Desde o começo de 2021, porém, o petróleo tem sido negociado ao redor de US$ 55. O cenário para 2021, segundo a consultoria, é de otimismo, uma vez que os preços internacionais do petróleo têm mostrado uma trajetória de recuperação em meio à expectativa de avanço da vacinação contra o coronavírus no mundo e de retomada da economia global. A CBEI projeta um aumento de ao menos R$ 7 bilhões na arrecadação de royalties em 2021 no Brasil, podendo chegar a um acréscimo de mais de R$ 20 bilhões, caso se confirme a expectativa de preços médios do barril de Brent a US$ 60 no ano.

“2021 promete porque o preço do barril deve subir e vamos ter um boom de commodities. Com as vacinas, a eleição do [Joe] Biden nos Estados Unidos e a vitória dos democratas no Senado americano, acredito que vamos ter um petróleo a 60 dólares o barril e um ano espetacular para a arrecadação de royalties”, avalia o sócio-diretor do CBIE, Adriano Pires No cenário conservador, com petróleo a US$ 48,53, a consultoria projeta uma arrecadação de R$ 59,85 bilhões em 2021, ou crescimento de 13,7% na comparação com 2020.

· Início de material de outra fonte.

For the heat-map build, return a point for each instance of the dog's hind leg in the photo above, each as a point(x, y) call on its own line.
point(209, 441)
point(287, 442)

Já no cenário otimista, com o barril a US$ 60 na média, a receita total com royalties e participações especiais chegaria a R$ 74 bilhões, um aumento de 40,6%. As estimativas consideram ainda um dólar médio a R$ 4,90 e a projeção da Empresa de Pesquisa Energética (EPE), vinculada ao Ministério de Minas e Energia, de produção média de 3,30 milhões de barris/dia em 2021 no Brasil. Entre os principais fatores que podem influenciar as cotações internacionais no ano estão as incertezas relacionadas à pressão da Arábia Saudita por conformidades nos cortes de produção nos países membros da Opep+ , assim como os altos estoques no mundo e, sobretudo, a dinâmica da pandemia.

Do ponto de vista do crescimento da produção nacional, as perspectivas seguem favoráveis, segundo Pires, destacando que o pré-sal já responde por 66% da produção brasileira de óleo e gás.